Découvrez comment “Yesterday” de McCartney a suscité la jalousie de Lennon, révélant une rivalité créative qui a forgé l’histoire des Beatles.

“Yesterday” de McCartney, née d’un rêve en 1965, devient un standard mondial qui blesse l’orgueil de John Lennon, révélant la rivalité artistique au sein des Beatles. Lennon oscillera entre jalousie et admiration pour ce morceau qu’il n’a pas écrit, cette tension alimentant la créativité des deux hommes. La chanson, symbole d’une grâce universelle, illustre comment la jalousie entre Lennon et McCartney a contribué à forger la légende des Beatles.

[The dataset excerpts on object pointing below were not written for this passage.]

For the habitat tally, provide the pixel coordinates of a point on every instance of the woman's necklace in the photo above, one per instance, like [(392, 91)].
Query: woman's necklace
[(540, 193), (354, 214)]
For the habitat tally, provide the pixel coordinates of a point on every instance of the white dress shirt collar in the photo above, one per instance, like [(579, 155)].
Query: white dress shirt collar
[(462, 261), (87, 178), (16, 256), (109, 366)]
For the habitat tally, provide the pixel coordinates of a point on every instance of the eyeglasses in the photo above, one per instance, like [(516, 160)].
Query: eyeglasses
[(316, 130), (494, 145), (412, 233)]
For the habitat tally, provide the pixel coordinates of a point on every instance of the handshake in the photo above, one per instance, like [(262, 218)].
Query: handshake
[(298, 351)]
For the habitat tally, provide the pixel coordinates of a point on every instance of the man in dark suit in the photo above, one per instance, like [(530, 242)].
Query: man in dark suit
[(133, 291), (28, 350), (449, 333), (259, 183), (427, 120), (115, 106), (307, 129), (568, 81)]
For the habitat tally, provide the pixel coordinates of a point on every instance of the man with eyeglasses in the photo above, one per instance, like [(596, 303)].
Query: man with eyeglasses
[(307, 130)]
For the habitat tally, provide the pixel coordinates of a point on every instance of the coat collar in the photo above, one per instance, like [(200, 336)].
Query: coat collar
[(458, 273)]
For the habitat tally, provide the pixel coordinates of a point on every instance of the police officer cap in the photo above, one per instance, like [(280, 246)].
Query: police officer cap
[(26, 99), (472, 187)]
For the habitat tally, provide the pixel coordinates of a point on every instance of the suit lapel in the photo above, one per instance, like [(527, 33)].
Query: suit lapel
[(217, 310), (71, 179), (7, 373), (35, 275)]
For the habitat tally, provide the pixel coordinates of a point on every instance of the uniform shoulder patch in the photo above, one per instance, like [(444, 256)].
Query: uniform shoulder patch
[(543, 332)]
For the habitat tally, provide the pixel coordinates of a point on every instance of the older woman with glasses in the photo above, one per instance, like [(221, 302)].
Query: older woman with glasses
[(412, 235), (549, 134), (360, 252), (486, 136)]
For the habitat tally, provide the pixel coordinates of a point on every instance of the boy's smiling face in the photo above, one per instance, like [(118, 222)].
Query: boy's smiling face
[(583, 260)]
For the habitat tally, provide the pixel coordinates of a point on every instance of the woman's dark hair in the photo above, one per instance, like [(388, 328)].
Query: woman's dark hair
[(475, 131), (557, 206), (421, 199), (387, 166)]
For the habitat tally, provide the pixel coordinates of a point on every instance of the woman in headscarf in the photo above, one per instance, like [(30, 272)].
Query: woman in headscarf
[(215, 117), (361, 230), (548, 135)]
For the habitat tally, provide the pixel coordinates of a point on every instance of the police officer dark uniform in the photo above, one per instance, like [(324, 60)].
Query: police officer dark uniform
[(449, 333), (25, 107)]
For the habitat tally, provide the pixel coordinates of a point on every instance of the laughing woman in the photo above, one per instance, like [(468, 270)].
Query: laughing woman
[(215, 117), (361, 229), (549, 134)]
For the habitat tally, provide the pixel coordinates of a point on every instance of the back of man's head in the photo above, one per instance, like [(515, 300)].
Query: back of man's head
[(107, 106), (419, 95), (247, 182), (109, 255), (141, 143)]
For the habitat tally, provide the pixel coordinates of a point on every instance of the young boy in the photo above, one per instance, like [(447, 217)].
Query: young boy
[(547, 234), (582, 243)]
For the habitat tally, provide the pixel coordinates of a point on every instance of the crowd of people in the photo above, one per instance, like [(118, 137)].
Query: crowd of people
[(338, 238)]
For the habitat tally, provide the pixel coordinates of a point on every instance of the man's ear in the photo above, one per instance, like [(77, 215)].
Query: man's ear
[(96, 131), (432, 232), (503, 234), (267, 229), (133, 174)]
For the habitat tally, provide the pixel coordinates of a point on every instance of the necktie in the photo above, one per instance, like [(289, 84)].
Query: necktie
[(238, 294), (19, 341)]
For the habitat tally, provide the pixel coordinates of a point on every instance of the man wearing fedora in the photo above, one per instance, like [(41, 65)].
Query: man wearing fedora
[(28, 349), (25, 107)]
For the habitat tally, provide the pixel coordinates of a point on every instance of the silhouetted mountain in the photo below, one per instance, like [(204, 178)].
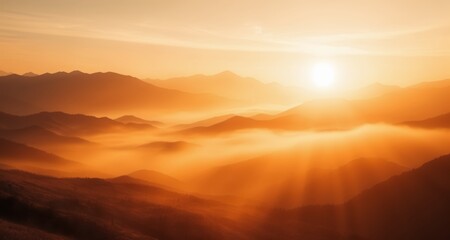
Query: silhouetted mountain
[(13, 231), (100, 93), (166, 147), (413, 205), (13, 154), (158, 178), (230, 85), (35, 135), (441, 121), (405, 104), (134, 119), (13, 105), (206, 122), (3, 73), (30, 74), (319, 115), (88, 208), (67, 124), (372, 91), (287, 183)]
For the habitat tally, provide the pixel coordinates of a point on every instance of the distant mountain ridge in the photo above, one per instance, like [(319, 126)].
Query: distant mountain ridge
[(230, 85), (66, 124), (100, 93)]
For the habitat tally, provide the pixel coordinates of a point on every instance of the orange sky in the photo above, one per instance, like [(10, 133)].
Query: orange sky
[(394, 42)]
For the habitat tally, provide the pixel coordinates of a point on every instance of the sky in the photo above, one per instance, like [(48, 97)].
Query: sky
[(393, 42)]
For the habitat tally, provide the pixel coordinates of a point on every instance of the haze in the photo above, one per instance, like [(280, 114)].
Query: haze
[(401, 42), (219, 120)]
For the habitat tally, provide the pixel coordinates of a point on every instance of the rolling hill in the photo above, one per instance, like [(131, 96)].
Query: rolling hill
[(413, 205), (441, 121), (230, 85), (100, 93), (67, 124)]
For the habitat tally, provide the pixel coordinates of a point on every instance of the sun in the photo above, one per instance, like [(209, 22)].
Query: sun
[(323, 75)]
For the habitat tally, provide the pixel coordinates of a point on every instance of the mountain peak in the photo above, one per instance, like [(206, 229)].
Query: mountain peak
[(30, 74), (227, 73)]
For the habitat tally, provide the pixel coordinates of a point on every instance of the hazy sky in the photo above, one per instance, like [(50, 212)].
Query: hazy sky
[(397, 42)]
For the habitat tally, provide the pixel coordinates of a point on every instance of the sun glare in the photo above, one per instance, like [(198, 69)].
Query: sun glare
[(323, 75)]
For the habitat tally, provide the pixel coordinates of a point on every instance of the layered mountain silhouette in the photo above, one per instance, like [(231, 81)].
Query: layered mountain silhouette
[(35, 135), (67, 124), (230, 85), (413, 205), (372, 91), (134, 119), (13, 153), (156, 177), (413, 103), (441, 121), (100, 93), (282, 183), (110, 210), (166, 147)]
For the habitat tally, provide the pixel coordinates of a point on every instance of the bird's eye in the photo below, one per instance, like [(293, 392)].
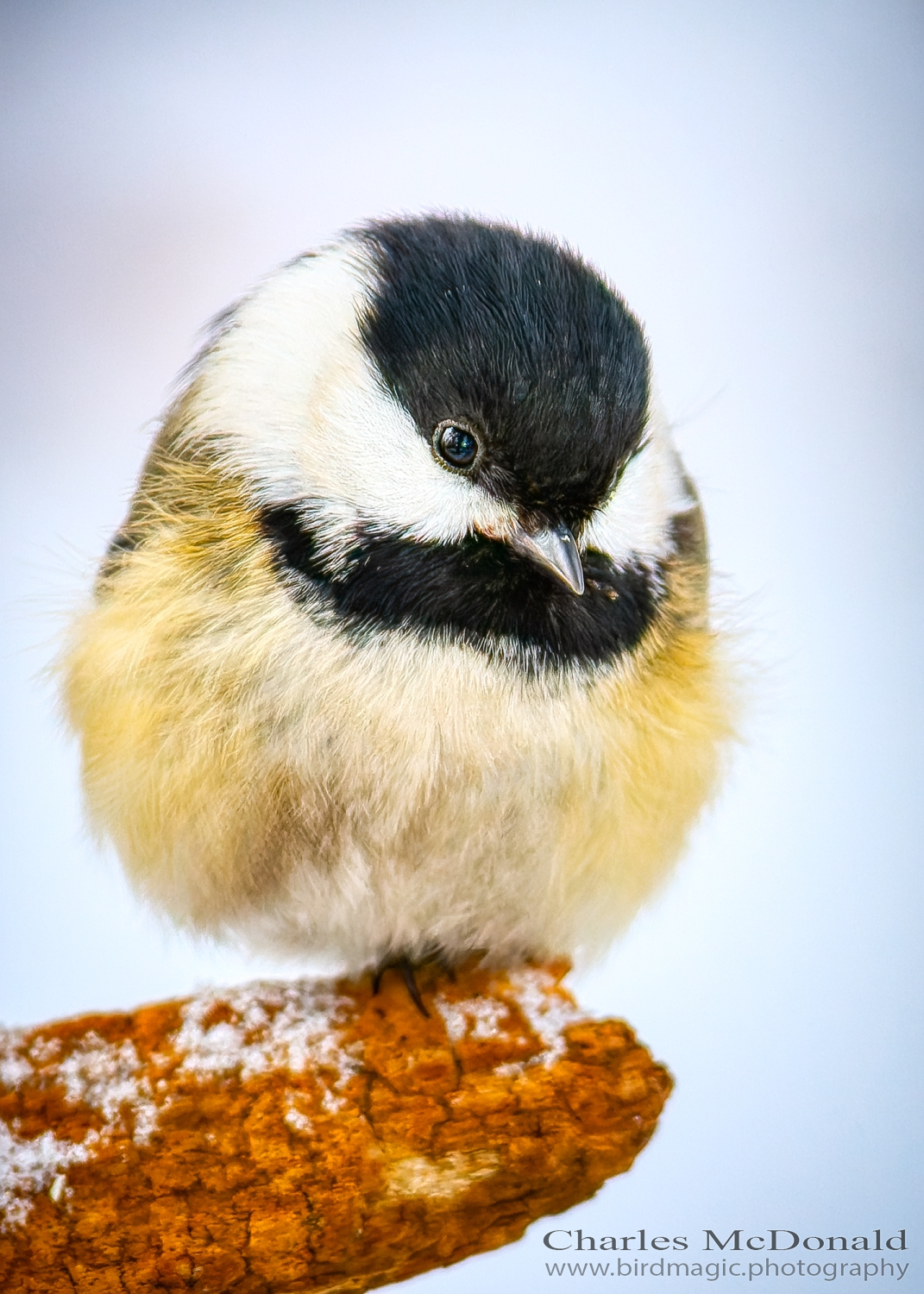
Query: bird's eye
[(456, 445)]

Le 14 juin 1965, Paul McCartney se réveille dans une petite chambre mansardée de l’hôtel George V, à Paris. Dans son demi-sommeil, une mélodie se déroule comme un ruban : quelques accords de guitare, une ligne vocale d’une simplicité désarmante. Sans réfléchir, il attrape un piano droit posé dans la suite et enregistre sur un magnétophone Philips la ritournelle qu’il baptise provisoirement “Scrambled Eggs”. Quelques mois plus tard, rebaptisée “Yesterday”, cette ballade intimiste deviendra l’un des titres les plus repris de tous les temps. Elle révèlera aussi une fracture insoupçonnée entre les deux pôles créatifs des Beatles : John Lennon, conscient du génie mélodique de son partenaire, vivra la notoriété de ce morceau comme une blessure d’orgueil qui, selon Paul, « le rendait dingue ». Derrière la légende dorée, se dessine le portrait d’un artiste confronté à la réussite du camarade, tiraillé entre admiration, jalousie et besoin d’émulation.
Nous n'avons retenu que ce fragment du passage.